1. Usually assessing whether adding the quadratic and cubic terms is worthwhile is a standard problem which should yield to -test-. Does anything in your set-up rule that out?
2. Much depends on how the extra terms behave. Perhaps they are just correction terms that give you some curvature where you need it. However, cubics rarely possess any theoretical rationale and they can behave very poorly in other respects.
3. Whether a polynomial with terms higher than linear fits better is only a very limited stab at exploring nonlinearity, as many other functional forms might need to be considered.

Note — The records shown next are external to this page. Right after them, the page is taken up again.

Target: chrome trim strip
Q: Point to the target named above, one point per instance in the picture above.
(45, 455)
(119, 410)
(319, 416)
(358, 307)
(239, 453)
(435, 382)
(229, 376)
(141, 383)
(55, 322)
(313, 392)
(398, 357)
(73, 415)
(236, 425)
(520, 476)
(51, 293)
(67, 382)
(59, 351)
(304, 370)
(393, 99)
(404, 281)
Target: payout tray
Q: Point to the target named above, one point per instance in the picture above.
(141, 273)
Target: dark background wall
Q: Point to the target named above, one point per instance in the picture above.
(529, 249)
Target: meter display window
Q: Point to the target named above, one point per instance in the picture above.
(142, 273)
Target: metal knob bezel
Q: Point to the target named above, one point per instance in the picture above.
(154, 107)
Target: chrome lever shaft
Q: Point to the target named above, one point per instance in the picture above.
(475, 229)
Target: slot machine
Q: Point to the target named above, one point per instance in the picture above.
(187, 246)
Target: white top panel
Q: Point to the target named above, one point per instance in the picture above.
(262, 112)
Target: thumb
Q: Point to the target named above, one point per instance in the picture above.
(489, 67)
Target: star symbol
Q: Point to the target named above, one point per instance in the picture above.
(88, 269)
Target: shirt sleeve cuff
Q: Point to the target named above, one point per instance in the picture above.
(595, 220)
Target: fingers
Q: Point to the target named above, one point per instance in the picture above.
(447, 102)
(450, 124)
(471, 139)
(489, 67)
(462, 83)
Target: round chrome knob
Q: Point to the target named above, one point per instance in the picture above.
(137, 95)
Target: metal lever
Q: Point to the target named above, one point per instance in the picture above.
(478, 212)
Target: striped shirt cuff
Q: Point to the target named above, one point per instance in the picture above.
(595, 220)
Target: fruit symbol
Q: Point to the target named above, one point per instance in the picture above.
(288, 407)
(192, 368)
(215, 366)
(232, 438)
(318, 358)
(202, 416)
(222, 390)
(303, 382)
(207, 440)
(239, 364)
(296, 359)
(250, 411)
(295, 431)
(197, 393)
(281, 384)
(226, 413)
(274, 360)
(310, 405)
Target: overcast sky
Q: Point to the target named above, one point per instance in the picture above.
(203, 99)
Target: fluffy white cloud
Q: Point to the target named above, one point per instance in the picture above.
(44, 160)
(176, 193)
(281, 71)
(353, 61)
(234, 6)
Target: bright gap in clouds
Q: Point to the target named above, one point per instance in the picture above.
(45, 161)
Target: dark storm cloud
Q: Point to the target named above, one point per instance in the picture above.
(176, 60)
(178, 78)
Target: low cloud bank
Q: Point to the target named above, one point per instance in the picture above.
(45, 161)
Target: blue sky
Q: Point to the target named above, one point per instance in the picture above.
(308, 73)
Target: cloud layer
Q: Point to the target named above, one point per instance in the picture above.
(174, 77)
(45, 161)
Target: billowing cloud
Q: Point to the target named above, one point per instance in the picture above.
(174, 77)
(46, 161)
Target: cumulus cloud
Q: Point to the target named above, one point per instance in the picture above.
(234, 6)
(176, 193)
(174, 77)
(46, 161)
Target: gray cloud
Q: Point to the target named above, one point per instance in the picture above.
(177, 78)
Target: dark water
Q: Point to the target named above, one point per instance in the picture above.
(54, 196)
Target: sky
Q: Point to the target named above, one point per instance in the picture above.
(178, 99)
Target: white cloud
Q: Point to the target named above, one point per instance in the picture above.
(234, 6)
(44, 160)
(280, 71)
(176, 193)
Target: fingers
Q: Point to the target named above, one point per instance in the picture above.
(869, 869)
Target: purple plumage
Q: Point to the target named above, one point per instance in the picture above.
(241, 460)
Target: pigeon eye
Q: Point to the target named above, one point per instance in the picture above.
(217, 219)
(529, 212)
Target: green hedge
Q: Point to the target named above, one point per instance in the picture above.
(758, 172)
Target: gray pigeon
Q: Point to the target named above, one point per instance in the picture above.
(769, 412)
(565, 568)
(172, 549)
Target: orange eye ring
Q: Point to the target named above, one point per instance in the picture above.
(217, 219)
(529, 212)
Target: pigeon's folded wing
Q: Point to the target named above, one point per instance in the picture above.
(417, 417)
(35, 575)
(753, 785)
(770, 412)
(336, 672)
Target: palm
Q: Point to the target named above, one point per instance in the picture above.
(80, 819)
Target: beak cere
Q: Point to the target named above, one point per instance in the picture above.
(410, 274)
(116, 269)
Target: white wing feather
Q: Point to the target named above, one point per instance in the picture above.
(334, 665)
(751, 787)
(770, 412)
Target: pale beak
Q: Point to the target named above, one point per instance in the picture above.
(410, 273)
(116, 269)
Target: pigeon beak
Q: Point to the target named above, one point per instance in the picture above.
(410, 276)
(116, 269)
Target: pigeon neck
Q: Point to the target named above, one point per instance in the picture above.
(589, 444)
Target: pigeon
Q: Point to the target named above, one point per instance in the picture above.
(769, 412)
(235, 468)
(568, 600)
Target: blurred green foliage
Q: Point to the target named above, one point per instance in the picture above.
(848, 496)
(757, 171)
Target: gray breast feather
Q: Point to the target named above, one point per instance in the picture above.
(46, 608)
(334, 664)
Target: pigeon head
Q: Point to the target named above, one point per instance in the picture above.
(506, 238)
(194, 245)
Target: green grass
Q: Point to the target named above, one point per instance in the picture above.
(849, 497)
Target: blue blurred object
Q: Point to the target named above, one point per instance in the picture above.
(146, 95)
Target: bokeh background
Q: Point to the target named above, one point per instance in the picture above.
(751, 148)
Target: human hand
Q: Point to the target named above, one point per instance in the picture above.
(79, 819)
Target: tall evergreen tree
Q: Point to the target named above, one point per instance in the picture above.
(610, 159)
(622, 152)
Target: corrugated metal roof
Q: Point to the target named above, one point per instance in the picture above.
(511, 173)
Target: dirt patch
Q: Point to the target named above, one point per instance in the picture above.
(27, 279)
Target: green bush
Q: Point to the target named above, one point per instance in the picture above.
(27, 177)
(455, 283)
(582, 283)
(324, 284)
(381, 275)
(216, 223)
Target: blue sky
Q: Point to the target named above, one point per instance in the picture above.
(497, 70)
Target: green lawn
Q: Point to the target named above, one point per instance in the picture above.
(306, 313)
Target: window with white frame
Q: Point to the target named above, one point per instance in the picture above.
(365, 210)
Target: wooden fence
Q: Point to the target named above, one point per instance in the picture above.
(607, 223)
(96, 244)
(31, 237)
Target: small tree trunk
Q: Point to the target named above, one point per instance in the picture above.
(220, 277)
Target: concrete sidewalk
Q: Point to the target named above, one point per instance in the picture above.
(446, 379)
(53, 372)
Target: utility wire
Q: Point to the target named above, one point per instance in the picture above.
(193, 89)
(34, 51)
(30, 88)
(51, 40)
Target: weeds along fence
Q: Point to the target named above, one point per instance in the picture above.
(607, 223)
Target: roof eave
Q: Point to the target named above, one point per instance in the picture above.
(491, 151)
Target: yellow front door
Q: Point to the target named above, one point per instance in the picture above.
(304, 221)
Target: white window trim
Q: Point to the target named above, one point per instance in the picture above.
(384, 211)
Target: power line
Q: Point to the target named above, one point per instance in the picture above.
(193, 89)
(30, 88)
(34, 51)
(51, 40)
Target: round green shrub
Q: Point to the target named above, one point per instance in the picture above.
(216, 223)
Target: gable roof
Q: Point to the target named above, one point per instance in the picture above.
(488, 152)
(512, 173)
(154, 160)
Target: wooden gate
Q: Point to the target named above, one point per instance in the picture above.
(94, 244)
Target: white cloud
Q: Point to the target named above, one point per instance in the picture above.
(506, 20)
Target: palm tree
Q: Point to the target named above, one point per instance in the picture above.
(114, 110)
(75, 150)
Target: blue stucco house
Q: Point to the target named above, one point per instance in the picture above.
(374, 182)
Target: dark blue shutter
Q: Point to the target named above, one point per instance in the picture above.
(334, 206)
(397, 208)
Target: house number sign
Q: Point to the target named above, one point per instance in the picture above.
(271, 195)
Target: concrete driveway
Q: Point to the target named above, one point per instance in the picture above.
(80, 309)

4. Treating R^2 as a test statistic (rather than a descriptive measure) seems at best an indirect way of answering your real question. You seem to want to copy someone's else procedure at the expense of answering your own question directly.
Nick
[email protected]
Jan Mammen
I have a panel data model in which the dependent variable is firm
risk and one independent variable the degree of multinationality of
the firm. I would like to test the hypothesis of a nonlinear
relationship by adding first a linear term, afterwards the squared and
finally the cubic term of multinationality. I am looking for a
possibility to show that the inclusion of the squared and cubic term
significantly improves the model. As I am using a fixed effects model
my first guess was to look for changes in R² within. In the article
Strategic Management Article (2008, Issue 2) "WITHIN-INDUSTRY
DIVERSIFICATION AND FIRM PERFORMANCE IN THE PRESENCE OF NETWORK
EXTERNALITIES: EVIDENCE FROM THE SOFTWARE INDUSTRY" written by
Tanrverdi and Lee the authors test the changes in R² within for
significance. Unfortunately the authors do not provide abundant
information how this test is performed.
As far as I have understood I would first have to simulate the
distribution of R² within to be able to test the change for
significance. I would be very grateful if anybody could tell me if
this guess is right or has any suggestion for literature in which such
a test or rather the procedure is described.